Ottobre 2018, e tutti pensassero che io stessi bene mentre io stavo male.

Mi pareva che la vita non fosse mai stata così: pareva che un tempo, quando ero magra, io riuscissi bene a trattenere l’odio e la rabbia fuori dall’ossessione per il cibo.
Naturalmente era nel poco cibo che incanalavo tutto; ma adesso capitava che non appena pensavo a tutte queste terribili cose mi venisse una folle voglia di divorare qualsiasi cosa.
Ho sempre pensato che fosse semplice, per me, dimagrire: scoprivo che non lo era.
Questa ossessione stava diventando debilitante: non ero veramente riuscita, in questi anni, a concludere nulla, e ad avviso degli altri il mio corpo sempre grosso uguale parlava di una pigrizia ingiustificabile.
Non riuscivo a sopportarlo, e quella mattina avevo di nuovo riflettuto su quanto sarebbe stato sensato liberarmi da questa vita. Le mie preghiere nemmeno raggiungevano il cielo, e la gravità che mi spingeva tanto sottoterra le teneva ancorate alla mia rabbia, che mi rendeva incapace persino di fidarmi di Dio.
Avevo chiesto tutto e non avevo davvero niente.
Più mi sembrava di svuotarmi, tanto mi pareva di appesantirmi: avevo raggiunto un peso insostenibile, e il peggio era che tutto il tempo che avevo dedicato alla mia ossessione togliendolo allo studio, agli impegni utili alla costruzione del mio indefinito futuro, veniva dissolto da quel gesto monotono che era salire sulla bilancia.
Lo schermo si illuminava e mi diceva un numero sempre uguale, sempre alto uguale, e mi veniva voglia di urlare, di disintegrarmi e disintegrare ogni secondo, ogni minuto trascorso a contribuire a quella disfatta, mi veniva voglia di farmi del male, di fare del male; tutto questo avveniva però in un silenzio tanto eloquente, ed io scendevo al piano di sotto e mi abbuffavo.
Le abbuffate, ora, non erano tanto frequenti come un tempo; però talvolta mi sorprendevano, mi accompagnavano nei lunghi fine settimana, mi rovinavano pomeriggi, giornate di studio, giornate che avrebbero potuto essere diverse.
Mi domandavo se potessi realmente essere tanto infelice; tanto infelice da trascorrere la domenica sera seduta a tavola, da sola, ad ingozzarmi di qualsiasi cosa senza pensare, senza nessuna voglia di continuare né di smettere; non trovavo risposta.
Non sapevo se lo facessi per la mia infelicità, o per l’atteggiamento degli altri, che non mi piaceva.
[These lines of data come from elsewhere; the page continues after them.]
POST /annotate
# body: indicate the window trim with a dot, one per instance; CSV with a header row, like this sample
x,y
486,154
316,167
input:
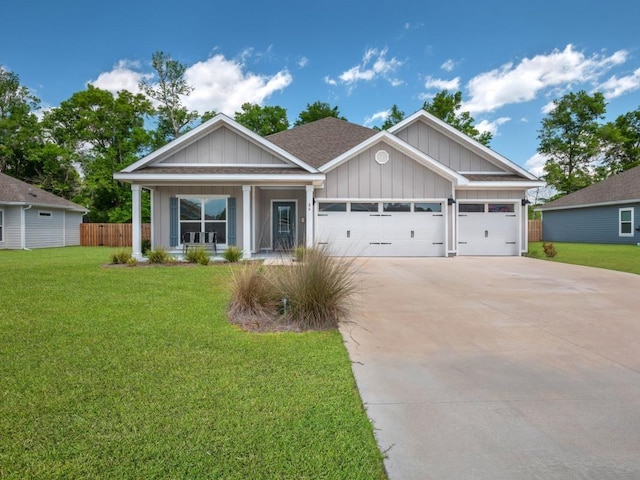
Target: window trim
x,y
621,222
202,219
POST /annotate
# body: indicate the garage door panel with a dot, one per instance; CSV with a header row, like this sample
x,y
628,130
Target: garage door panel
x,y
385,234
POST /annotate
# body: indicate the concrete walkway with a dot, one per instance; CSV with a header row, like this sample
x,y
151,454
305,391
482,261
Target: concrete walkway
x,y
499,368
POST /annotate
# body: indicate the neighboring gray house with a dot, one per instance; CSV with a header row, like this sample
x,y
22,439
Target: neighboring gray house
x,y
605,212
422,188
33,218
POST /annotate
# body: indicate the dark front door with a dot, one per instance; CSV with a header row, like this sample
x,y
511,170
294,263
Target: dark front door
x,y
284,225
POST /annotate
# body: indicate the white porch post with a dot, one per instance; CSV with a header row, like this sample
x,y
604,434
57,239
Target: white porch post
x,y
246,221
135,222
309,217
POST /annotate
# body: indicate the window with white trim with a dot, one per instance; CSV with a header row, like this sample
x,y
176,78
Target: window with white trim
x,y
204,214
625,222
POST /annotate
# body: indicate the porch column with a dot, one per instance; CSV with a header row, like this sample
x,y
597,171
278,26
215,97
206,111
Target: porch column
x,y
309,217
135,222
246,221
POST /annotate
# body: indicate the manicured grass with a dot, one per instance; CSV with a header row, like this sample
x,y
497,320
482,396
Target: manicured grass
x,y
624,258
134,372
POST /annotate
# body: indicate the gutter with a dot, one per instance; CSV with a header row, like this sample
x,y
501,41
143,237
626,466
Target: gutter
x,y
23,229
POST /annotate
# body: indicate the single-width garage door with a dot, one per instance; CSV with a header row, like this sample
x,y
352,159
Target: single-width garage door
x,y
382,229
487,229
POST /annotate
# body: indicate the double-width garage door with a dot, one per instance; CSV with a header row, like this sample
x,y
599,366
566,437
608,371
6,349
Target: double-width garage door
x,y
487,229
385,229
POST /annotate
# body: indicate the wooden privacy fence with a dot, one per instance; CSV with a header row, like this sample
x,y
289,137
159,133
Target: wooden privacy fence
x,y
110,234
535,230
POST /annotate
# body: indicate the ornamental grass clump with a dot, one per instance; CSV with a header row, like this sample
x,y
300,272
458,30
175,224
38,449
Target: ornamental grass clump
x,y
317,293
253,294
197,255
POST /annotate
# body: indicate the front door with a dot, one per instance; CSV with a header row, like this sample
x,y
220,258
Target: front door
x,y
284,225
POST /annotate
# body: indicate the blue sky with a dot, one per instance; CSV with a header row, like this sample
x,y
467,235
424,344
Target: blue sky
x,y
509,60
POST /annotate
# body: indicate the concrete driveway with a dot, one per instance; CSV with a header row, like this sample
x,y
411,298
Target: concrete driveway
x,y
499,368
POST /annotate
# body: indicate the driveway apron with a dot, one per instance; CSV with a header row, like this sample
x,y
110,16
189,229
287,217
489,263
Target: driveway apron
x,y
499,368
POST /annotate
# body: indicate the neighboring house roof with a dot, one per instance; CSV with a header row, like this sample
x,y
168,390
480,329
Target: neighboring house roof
x,y
621,188
319,142
17,192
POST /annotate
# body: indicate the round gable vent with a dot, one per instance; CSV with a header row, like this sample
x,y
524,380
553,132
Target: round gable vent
x,y
382,157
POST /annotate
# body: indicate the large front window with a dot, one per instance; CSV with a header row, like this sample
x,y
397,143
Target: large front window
x,y
626,222
204,214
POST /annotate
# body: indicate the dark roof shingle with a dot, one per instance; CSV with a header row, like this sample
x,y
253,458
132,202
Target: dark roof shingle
x,y
319,142
13,190
624,186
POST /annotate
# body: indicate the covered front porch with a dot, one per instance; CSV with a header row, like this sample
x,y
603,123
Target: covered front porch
x,y
258,218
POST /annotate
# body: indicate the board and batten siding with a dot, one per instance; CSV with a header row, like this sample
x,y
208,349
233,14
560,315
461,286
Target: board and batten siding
x,y
588,225
44,231
401,177
444,149
161,209
220,147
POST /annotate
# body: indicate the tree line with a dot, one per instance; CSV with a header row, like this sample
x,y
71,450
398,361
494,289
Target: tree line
x,y
73,150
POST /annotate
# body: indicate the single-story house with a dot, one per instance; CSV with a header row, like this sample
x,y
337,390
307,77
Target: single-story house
x,y
422,188
605,212
34,218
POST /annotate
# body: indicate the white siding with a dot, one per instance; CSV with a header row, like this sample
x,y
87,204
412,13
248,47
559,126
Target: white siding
x,y
41,231
401,177
444,149
72,221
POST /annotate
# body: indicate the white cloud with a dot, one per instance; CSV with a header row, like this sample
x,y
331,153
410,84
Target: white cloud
x,y
491,127
123,76
218,83
535,164
614,86
374,65
223,85
377,117
448,66
516,83
440,84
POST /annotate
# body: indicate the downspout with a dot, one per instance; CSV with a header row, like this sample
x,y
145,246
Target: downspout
x,y
23,229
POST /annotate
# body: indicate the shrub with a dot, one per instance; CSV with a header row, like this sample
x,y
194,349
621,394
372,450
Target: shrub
x,y
253,294
232,254
197,255
549,250
319,292
121,256
159,255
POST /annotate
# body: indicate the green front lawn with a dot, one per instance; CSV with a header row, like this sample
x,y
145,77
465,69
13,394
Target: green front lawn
x,y
624,258
136,373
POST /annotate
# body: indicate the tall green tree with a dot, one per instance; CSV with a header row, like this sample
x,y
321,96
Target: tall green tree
x,y
395,116
103,134
316,111
262,120
621,142
447,106
570,138
173,117
24,152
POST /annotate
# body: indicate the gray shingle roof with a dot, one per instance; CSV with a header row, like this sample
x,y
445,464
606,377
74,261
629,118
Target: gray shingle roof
x,y
624,186
319,142
16,191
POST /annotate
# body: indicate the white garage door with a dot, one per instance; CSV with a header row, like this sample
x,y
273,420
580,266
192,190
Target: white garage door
x,y
487,229
382,229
Come avrei voluto essere profondamente amata! Era questa, in fondo, la triste verità.
Sicché ogni giorno era monotono e uguale ma sempre imprevedibile nell’umore altalenante degli altri, nei dispiaceri che esistevano, e la vita appariva così desolante; le persone ora erano arrabbiate, ora tristi, ora annoiate, ed io non riuscivo a capirle, né a capire se fossero così per me. Ogni cosa mi infastidiva esageratamente, e il mio corpo come un animale lo trascinavo dietro, ovunque, e mi sembrava che tutti lo guardassero, e tutti pensassero che io stessi bene mentre io stavo male, stavo terribilmente male.
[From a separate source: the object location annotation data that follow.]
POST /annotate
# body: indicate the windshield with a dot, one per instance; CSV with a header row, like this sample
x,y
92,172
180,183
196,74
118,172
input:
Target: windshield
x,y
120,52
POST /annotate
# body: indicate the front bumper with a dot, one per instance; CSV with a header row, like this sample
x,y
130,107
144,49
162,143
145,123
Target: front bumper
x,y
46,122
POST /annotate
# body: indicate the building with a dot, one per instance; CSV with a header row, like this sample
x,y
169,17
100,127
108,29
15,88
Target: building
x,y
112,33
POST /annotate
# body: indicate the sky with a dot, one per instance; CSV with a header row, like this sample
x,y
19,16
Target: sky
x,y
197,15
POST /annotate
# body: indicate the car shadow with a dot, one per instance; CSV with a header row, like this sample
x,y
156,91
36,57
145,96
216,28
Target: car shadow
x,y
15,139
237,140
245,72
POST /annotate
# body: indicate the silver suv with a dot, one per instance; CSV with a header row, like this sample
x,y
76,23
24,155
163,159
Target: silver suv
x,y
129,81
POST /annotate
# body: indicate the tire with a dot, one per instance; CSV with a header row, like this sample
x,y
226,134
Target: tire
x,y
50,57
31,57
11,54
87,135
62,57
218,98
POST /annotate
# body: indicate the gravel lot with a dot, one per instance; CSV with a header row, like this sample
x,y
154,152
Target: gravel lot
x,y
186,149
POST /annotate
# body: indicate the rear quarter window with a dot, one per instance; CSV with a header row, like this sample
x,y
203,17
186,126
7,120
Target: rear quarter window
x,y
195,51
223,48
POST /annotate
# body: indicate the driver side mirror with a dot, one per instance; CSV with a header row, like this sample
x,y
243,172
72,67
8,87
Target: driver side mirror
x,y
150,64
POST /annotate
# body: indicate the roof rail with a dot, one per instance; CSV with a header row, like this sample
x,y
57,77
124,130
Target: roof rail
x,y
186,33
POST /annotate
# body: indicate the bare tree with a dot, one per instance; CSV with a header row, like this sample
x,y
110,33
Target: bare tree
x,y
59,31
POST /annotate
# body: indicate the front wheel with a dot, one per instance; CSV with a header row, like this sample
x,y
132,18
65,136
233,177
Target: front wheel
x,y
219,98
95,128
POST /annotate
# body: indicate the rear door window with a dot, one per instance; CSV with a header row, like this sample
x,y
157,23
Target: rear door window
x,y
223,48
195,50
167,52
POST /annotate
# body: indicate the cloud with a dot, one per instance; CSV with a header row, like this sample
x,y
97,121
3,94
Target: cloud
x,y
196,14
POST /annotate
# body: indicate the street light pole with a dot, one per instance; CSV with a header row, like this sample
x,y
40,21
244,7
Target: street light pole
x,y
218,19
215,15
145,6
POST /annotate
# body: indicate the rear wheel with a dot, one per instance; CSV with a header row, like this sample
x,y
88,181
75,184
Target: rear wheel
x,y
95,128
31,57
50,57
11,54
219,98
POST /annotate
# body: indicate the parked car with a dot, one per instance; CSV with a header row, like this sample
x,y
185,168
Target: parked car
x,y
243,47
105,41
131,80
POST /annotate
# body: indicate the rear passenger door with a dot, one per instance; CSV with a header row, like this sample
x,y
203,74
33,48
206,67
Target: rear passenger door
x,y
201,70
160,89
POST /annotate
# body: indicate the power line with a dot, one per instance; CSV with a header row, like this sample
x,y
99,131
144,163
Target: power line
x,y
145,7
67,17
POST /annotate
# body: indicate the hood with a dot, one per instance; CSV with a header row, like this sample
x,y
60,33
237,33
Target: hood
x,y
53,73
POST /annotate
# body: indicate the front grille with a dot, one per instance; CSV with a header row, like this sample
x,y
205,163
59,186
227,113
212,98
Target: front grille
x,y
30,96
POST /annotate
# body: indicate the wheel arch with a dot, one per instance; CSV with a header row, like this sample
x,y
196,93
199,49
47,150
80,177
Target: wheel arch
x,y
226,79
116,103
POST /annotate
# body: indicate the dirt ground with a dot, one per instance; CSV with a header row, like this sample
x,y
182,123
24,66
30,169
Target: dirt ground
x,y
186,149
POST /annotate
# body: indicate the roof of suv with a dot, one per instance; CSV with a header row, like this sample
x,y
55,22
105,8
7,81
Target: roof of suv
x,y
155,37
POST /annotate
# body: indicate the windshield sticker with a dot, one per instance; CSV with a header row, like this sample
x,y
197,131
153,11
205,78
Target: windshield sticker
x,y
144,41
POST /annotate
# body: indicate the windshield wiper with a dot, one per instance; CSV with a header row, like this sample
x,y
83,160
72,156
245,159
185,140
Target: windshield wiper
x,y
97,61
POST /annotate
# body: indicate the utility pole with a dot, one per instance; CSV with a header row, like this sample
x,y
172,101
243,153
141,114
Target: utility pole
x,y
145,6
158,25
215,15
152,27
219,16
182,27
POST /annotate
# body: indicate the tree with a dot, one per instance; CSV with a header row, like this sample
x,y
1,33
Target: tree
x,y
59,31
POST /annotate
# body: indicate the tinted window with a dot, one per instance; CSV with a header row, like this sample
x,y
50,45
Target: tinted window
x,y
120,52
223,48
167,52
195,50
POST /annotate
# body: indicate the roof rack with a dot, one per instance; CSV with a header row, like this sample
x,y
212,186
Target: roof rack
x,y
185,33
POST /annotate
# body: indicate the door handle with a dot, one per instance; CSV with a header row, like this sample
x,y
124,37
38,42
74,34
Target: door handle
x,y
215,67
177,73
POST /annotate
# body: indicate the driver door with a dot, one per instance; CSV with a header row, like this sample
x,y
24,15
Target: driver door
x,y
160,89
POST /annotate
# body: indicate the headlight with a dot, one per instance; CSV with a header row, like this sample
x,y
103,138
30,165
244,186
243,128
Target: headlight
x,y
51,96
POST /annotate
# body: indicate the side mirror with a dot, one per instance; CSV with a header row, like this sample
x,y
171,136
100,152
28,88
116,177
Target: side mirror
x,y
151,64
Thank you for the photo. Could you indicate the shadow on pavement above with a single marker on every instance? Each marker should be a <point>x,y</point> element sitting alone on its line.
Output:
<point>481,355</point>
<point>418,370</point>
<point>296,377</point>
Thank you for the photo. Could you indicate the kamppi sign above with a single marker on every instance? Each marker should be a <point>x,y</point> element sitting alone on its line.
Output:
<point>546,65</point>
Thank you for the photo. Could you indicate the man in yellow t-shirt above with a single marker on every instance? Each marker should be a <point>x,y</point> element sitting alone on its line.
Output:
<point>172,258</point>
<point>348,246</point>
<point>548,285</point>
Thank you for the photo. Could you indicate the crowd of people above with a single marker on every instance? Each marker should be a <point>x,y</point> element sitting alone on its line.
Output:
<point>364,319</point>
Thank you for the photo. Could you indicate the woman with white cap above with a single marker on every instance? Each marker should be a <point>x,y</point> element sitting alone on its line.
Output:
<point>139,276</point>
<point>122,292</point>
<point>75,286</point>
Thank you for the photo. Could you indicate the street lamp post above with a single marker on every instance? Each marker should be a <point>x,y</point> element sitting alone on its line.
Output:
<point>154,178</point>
E per tamponare o rimuovere questo dolore io immaginavo come sarebbe stato essere magra, tanto magra da scomparire; avrebbe di certo sistemato tutto. E certamente questo fumoso futuro, questi precisi fallimenti, questo fastidioso bisogno e dovere di giustificarli tutti, sarebbero scomparsi insieme a me.